One of these organisations, the International Energy Agency, has previously argued that lowering speed limits, banning car use in cities on Sunday and pushing for people to work from home could be used to curb reliance on Russian imports.
“Car-free Sundays were introduced in countries such as Switzerland, the Netherlands and West Germany during the 1973 oil crisis,” a report by the World Economic Forum on the 10-point plan read. ” Cities in other countries have used them more recently to promote public health.”
The IEA report also argues that cars should be banned from certain roads on alternating days, and that the use of high-speed trains, as opposed to air travel, should be encouraged in the hopes of getting commuters to switch to more efficient methods of long-distance travel.

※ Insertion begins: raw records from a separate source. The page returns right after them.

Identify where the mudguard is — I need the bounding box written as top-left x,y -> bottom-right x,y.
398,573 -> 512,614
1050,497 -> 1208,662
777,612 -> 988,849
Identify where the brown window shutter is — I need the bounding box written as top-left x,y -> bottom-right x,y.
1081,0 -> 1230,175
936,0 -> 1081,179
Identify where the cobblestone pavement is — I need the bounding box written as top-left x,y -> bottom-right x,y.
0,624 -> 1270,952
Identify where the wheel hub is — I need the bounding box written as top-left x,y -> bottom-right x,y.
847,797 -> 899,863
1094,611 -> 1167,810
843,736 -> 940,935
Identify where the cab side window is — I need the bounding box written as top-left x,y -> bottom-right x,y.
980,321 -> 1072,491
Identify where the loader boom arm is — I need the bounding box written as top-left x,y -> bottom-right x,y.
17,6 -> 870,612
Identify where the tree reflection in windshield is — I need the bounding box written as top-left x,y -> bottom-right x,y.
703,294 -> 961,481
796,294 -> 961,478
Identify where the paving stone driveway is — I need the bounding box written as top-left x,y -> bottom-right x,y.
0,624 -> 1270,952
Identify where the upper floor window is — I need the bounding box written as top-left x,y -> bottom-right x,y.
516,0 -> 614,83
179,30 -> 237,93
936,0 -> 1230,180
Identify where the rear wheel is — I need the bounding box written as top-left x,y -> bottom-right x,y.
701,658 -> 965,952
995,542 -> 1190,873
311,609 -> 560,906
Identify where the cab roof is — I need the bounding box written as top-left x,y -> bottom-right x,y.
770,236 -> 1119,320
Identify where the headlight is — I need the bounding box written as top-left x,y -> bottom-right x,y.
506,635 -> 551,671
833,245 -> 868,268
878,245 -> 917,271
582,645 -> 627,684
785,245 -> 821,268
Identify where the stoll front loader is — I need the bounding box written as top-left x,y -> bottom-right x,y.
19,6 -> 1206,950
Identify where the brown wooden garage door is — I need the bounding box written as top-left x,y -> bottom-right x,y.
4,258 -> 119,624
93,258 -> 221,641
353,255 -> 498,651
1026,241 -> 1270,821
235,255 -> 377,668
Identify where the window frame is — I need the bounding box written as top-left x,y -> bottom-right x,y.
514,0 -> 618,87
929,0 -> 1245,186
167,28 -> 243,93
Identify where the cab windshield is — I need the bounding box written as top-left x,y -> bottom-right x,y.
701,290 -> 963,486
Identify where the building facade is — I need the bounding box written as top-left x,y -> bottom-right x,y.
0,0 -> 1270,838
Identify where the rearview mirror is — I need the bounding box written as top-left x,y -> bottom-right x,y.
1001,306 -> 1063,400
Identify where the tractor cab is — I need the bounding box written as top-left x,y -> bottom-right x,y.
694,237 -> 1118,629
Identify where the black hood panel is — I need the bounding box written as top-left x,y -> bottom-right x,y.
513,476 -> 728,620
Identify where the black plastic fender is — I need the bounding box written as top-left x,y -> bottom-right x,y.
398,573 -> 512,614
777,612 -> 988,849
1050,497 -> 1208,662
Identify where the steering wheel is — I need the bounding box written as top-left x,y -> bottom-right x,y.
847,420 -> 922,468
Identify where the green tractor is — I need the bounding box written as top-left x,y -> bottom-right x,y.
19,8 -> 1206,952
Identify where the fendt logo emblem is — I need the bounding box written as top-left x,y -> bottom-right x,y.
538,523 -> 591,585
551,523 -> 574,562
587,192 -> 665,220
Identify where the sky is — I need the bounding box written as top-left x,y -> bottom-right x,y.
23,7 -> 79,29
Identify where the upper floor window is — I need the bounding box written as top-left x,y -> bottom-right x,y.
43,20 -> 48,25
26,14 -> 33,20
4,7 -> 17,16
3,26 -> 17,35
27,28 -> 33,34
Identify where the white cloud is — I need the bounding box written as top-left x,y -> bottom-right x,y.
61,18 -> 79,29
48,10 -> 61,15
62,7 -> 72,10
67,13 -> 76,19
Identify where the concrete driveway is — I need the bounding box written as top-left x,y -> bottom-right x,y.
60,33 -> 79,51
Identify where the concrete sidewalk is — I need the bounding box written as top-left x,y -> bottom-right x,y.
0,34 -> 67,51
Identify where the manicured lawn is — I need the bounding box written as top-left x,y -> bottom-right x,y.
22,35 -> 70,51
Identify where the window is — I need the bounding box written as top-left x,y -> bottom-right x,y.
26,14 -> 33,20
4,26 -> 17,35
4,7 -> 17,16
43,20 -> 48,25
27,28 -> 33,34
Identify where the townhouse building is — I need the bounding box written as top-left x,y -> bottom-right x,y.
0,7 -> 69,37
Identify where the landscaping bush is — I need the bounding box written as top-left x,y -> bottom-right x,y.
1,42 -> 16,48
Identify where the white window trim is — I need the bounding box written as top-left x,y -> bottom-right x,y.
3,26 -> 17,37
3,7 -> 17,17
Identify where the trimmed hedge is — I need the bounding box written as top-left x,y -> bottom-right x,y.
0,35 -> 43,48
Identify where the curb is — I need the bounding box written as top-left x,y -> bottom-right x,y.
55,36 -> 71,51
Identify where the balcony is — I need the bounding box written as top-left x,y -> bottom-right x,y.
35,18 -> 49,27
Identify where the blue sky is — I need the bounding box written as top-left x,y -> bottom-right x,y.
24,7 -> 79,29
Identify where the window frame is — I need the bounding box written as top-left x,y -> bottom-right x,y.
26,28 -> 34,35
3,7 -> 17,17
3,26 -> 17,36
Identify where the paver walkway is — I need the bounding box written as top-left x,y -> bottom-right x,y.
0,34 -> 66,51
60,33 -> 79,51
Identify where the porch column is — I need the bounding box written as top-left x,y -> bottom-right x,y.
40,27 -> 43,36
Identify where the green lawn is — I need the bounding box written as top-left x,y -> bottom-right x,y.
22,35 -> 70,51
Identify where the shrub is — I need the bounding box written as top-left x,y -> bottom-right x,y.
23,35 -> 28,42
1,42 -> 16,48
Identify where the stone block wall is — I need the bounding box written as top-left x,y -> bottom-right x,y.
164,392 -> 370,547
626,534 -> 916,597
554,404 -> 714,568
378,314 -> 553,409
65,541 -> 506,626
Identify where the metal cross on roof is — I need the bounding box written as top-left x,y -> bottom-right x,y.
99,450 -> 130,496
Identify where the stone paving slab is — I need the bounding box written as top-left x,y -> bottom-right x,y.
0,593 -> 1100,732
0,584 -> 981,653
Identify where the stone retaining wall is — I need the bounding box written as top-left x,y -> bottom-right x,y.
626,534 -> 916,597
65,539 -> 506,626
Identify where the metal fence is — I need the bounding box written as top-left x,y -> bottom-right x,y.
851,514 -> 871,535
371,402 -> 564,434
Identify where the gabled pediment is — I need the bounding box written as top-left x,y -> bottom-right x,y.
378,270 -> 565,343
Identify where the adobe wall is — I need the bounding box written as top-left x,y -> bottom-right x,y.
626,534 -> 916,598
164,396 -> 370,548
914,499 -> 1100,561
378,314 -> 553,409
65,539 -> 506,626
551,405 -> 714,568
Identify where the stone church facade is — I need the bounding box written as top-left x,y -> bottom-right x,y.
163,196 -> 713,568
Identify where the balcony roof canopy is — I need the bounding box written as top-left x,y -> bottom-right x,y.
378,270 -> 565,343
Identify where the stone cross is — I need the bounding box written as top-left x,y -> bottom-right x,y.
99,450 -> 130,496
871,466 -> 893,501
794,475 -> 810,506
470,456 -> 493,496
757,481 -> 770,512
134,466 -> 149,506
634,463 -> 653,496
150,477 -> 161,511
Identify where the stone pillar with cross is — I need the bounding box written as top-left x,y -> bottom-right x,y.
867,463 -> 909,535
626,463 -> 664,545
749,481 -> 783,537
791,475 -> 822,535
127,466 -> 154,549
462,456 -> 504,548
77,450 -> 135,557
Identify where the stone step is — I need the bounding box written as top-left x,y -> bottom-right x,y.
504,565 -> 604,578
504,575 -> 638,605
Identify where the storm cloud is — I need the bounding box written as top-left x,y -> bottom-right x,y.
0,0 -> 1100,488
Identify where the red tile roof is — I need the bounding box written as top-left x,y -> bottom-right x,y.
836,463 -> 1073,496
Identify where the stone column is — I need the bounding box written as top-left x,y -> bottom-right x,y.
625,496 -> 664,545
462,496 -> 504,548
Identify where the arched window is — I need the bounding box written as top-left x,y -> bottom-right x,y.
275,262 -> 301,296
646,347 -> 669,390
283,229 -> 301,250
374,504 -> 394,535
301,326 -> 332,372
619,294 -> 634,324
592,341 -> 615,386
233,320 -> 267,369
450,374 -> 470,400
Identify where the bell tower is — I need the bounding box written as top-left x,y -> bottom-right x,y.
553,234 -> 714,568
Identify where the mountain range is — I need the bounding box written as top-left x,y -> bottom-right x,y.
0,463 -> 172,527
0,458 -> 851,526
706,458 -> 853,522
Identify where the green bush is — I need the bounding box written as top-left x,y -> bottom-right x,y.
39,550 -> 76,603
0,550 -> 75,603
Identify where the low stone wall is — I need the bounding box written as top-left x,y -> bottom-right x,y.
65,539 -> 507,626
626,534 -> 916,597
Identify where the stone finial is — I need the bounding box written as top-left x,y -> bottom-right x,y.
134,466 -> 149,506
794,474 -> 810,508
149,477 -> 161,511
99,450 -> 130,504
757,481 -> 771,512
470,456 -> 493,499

While the organisation argues that these recommendations should be implemented to help the West fight Russia, the group also admits that the Climate Change agenda also plays a role in the heavy focus on reducing oil usage.
“Looking further ahead, this report also suggests a path for countries to put oil demand into structural decline in the medium term, building on measures already included in economic recovery packages introduced to deal with the impacts of the Covid-19 pandemic,” the report reads.
“Adopting the immediate and longer-term recommendations would put the countries on track for a decline in oil demand consistent with what is required to reach net zero emissions by 2050,” it goes on to say.